19.7 Sample Size, Storage and Transport Standards & Reference Methods of Testing

Each sample unit taken for submission to the laboratory should be of sufficient size to allow the appropriate analysis or analysis to be carried out and should, preferably, be much larger than the analytical size needed to allow for further testing if required. A minimum sample size of 100 g or 100 ml is usual. Food samples obtained by an authorized officer as a result of a consumer complaint, or as part of an investigation of a suspected food poisoning incident, may only be single samples. While this is less than the five sample units generally prescribed, the results of an analysis on such a sample is still considered valid. Food samples provided to the testing laboratory should have undergone only minimum change in their microbiological status since the point of sampling. It is very important, for example, that samples are not contaminated during the process. Knowledge of aseptic sampling techniques and the use of appropriate sampling tools may therefore be necessary.

It is also important that the temperature during transport and storage of the food samples is appropriate to minimize microbial growth. Chilled foods should, for example, be transported in an insulated container and frozen foods kept frozen. Every effort should be made to minimize the period between sampling and analysis. The sampling for microbiological testing as per the sampling plan in the standards is to be ensured at manufacturing units as per the guidelines given in IS: 11546:1999 (ISO 707:1997). The samples are to be stored, transported as per the guidelines proposed in Table 19.1 and processed for different microbiological parameters as per the approved test procedures given in Table 19.2 from an accredited laboratory within 24 hours of sampling. Otherwise even under cold storage conditions some psychrotrophic microorganisms can grow and change the microbial status of the food product.
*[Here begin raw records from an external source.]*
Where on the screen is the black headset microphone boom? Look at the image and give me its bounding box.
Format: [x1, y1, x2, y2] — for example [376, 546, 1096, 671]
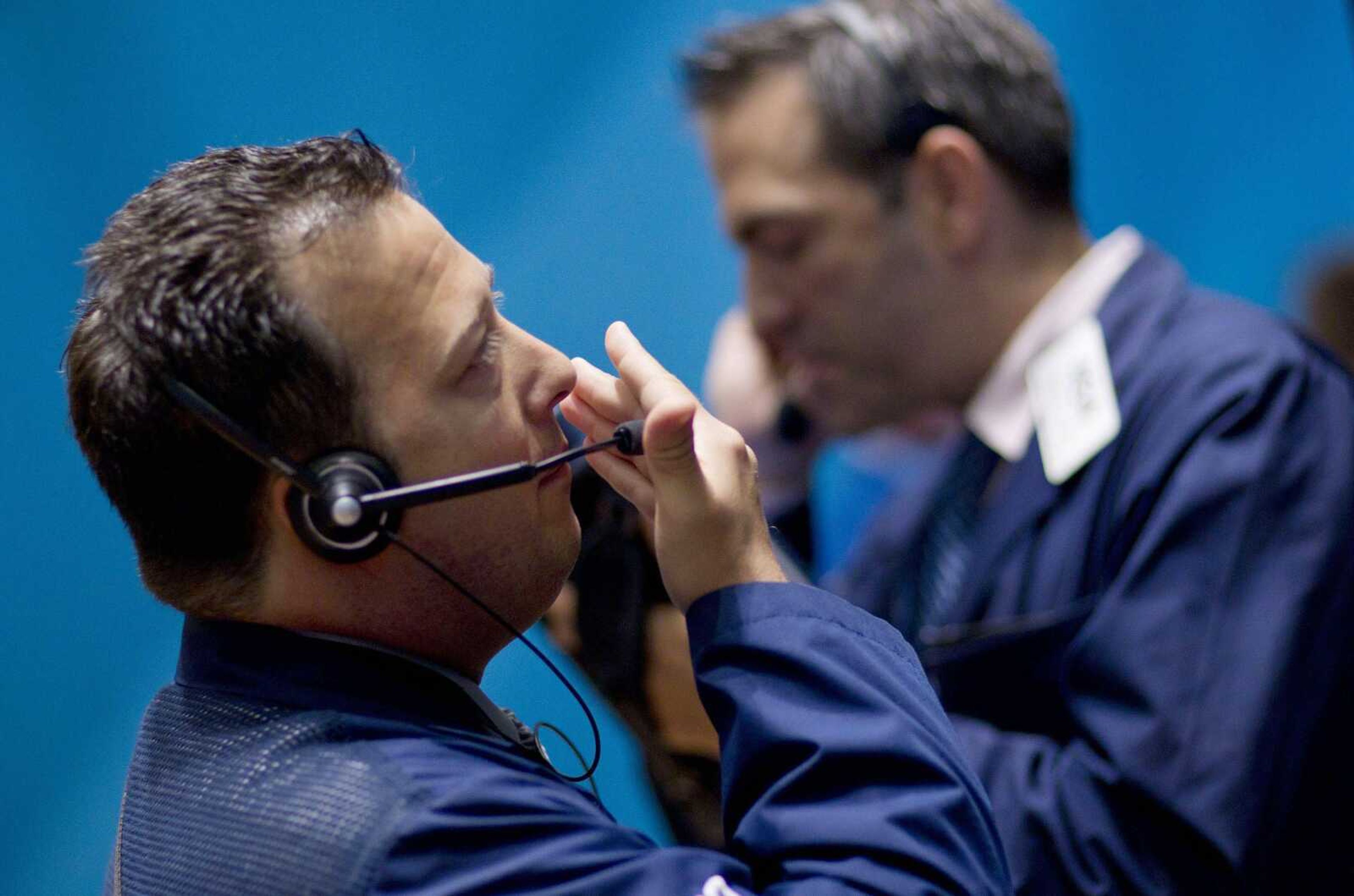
[164, 378, 645, 563]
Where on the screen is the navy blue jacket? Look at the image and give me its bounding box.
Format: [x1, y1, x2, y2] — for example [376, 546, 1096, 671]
[110, 585, 1009, 896]
[830, 248, 1354, 893]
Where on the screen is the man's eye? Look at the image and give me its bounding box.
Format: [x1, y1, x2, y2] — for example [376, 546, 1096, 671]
[467, 327, 504, 372]
[751, 227, 808, 261]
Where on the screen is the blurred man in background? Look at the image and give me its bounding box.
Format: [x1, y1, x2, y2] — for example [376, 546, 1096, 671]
[1303, 244, 1354, 369]
[66, 137, 1009, 896]
[563, 0, 1354, 893]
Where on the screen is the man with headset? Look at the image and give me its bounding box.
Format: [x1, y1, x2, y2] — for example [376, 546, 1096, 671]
[660, 0, 1354, 893]
[66, 137, 1009, 896]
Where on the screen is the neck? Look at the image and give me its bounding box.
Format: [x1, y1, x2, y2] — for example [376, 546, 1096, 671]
[249, 551, 511, 683]
[959, 215, 1091, 406]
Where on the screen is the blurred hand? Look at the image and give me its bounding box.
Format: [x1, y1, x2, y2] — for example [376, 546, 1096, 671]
[559, 324, 785, 613]
[704, 307, 822, 516]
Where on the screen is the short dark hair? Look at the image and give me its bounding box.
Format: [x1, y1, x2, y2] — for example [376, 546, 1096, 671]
[682, 0, 1072, 213]
[65, 131, 406, 616]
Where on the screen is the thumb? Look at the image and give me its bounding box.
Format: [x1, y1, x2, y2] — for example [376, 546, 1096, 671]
[645, 395, 700, 486]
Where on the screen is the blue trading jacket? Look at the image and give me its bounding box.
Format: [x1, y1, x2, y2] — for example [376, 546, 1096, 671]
[108, 585, 1009, 896]
[830, 249, 1354, 893]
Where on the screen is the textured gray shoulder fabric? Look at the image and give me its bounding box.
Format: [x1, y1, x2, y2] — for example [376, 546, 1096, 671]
[106, 686, 401, 896]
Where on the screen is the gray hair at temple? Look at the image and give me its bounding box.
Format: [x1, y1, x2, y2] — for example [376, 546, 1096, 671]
[682, 0, 1072, 214]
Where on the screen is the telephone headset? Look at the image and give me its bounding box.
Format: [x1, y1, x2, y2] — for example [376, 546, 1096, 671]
[118, 314, 645, 793]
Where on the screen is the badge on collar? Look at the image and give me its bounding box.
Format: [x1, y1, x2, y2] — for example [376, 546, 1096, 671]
[1025, 318, 1121, 486]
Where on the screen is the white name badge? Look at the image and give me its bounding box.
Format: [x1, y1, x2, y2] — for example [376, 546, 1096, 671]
[1025, 318, 1121, 486]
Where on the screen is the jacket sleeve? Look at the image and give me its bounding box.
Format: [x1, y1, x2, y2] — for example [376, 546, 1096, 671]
[374, 583, 1009, 896]
[953, 349, 1354, 893]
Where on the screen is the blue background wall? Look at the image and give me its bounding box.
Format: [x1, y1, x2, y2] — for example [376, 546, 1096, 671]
[0, 0, 1354, 893]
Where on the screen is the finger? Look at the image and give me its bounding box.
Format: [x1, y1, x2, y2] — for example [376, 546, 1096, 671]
[588, 452, 654, 518]
[574, 357, 643, 424]
[559, 394, 616, 441]
[606, 321, 695, 411]
[645, 395, 700, 487]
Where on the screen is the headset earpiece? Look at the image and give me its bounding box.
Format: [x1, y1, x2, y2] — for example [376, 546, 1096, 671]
[287, 451, 401, 563]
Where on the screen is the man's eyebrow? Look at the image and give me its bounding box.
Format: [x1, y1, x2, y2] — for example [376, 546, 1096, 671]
[728, 208, 814, 244]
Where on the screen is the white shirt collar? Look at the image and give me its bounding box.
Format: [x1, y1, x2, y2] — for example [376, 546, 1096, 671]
[964, 226, 1143, 463]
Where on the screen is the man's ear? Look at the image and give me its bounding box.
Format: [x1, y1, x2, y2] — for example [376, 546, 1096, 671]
[264, 477, 309, 550]
[903, 124, 995, 258]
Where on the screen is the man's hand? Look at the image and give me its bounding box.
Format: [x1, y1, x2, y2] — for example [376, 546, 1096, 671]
[559, 324, 785, 613]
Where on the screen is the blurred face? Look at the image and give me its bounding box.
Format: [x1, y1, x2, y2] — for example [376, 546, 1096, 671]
[288, 195, 580, 628]
[701, 68, 945, 432]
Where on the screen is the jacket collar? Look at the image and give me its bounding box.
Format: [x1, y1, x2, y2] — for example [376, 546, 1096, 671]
[923, 244, 1189, 642]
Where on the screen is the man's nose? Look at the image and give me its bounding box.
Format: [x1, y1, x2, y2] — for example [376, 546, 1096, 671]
[743, 264, 796, 344]
[523, 332, 578, 419]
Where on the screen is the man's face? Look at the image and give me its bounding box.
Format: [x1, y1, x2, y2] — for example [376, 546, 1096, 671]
[701, 66, 945, 432]
[287, 195, 580, 628]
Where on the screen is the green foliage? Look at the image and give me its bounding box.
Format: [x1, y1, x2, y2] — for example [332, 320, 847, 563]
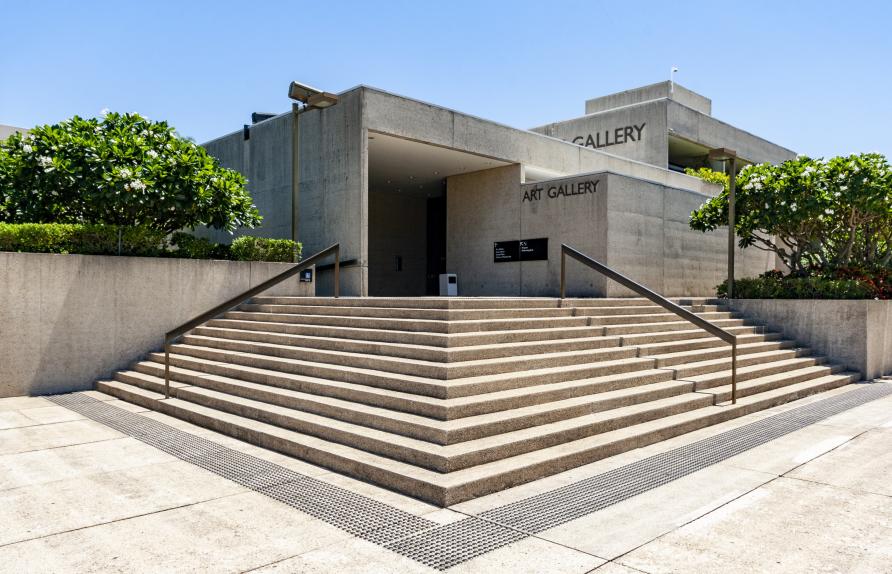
[0, 223, 301, 263]
[688, 153, 892, 276]
[230, 236, 301, 262]
[0, 223, 164, 256]
[717, 271, 876, 299]
[170, 231, 232, 259]
[0, 113, 261, 233]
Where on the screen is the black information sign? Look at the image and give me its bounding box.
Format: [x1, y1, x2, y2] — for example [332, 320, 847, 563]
[492, 237, 548, 263]
[520, 237, 548, 261]
[492, 241, 520, 263]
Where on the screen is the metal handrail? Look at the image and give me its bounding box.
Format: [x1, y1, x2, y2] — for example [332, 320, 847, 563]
[164, 243, 341, 399]
[561, 243, 737, 404]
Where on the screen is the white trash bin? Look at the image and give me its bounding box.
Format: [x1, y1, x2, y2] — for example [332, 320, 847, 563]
[440, 273, 458, 297]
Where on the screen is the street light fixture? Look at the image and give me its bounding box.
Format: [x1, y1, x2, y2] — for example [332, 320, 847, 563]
[709, 147, 737, 299]
[288, 82, 338, 245]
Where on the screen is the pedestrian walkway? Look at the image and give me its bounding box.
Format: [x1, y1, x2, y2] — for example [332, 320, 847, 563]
[0, 383, 892, 574]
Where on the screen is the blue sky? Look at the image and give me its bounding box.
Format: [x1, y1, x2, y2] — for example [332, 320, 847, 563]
[0, 0, 892, 157]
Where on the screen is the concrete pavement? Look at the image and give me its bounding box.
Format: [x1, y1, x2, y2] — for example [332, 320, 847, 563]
[0, 388, 892, 574]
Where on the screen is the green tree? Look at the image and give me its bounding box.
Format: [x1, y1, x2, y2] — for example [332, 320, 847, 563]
[688, 153, 892, 275]
[0, 113, 261, 233]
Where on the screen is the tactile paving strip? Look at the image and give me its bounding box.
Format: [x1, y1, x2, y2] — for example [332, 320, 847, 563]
[47, 383, 892, 570]
[47, 393, 436, 544]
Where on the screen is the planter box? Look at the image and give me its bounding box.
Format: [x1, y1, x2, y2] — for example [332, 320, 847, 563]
[730, 299, 892, 379]
[0, 252, 315, 397]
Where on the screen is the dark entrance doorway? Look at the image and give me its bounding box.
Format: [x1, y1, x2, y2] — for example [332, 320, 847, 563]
[426, 198, 446, 295]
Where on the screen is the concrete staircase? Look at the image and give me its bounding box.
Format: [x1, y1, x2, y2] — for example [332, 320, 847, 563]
[97, 297, 858, 506]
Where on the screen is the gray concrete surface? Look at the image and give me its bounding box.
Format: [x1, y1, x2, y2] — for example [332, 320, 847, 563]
[0, 253, 315, 397]
[731, 299, 892, 379]
[446, 170, 774, 297]
[0, 388, 892, 574]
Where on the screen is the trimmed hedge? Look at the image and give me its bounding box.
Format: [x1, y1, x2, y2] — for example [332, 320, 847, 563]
[229, 235, 301, 263]
[716, 271, 892, 299]
[0, 223, 301, 263]
[170, 231, 232, 259]
[0, 223, 165, 256]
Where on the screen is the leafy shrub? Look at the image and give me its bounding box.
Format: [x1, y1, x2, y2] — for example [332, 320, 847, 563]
[0, 223, 165, 256]
[230, 235, 301, 263]
[0, 113, 261, 233]
[170, 231, 232, 259]
[688, 153, 892, 276]
[0, 223, 301, 263]
[716, 271, 880, 299]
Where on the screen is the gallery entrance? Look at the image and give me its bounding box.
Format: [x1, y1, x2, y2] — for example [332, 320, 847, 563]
[368, 132, 506, 297]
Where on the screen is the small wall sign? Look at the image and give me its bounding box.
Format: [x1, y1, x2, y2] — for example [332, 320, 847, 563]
[492, 237, 548, 263]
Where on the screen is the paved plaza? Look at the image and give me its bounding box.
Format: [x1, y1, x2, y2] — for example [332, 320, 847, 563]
[0, 383, 892, 574]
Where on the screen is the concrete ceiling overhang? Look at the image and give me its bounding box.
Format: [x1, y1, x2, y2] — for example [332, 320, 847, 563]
[368, 131, 511, 197]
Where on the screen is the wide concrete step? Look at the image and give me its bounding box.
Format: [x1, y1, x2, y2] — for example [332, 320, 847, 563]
[115, 369, 693, 445]
[604, 315, 748, 336]
[239, 302, 574, 321]
[620, 323, 766, 346]
[224, 311, 590, 333]
[206, 318, 604, 348]
[171, 344, 655, 398]
[639, 340, 803, 367]
[697, 365, 861, 404]
[103, 376, 850, 506]
[164, 387, 713, 473]
[588, 309, 742, 326]
[676, 357, 830, 391]
[182, 334, 637, 380]
[636, 331, 780, 356]
[191, 326, 620, 363]
[251, 296, 684, 309]
[136, 354, 673, 420]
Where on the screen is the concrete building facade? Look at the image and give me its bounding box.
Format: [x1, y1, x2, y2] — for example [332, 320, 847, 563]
[204, 82, 795, 296]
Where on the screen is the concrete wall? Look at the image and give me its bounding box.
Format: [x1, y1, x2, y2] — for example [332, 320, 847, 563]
[0, 124, 28, 140]
[533, 100, 669, 168]
[358, 86, 717, 195]
[0, 253, 313, 397]
[730, 299, 892, 379]
[666, 101, 796, 163]
[202, 114, 292, 243]
[446, 165, 523, 295]
[447, 170, 774, 297]
[298, 90, 368, 295]
[368, 191, 427, 297]
[606, 174, 774, 297]
[585, 82, 712, 115]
Preservatives shall not be added to samples intended for microbiological examination as being practiced for chemical testing. Product samples in duplicate (minimum) are to be tested from the different accredited laboratory. The final decision is to be drawn based on two test results obtained from the accredited lab.

Table 19.1 Guidelines for sample size, storage & transport temperature for milk & milk products

t 19.1

Table 19.2 Reference test procedure for different microbiological parameters proposed in draft standards

t 19.2

Note: 1A lot means a quantity of food, which is prepared or packed under essentially the same conditions, usually:
  • From a particular preparation or packing unit; and
  • During a particular time ordinarily not exceeding 24hours
A lot of food does not comply with the standards if the number of defective samples units is greater than c, or the level of a microorganism in a food any one of the sample units exceeds M. sampling plans for different milk and milk products are presented in the format used by ICMSF.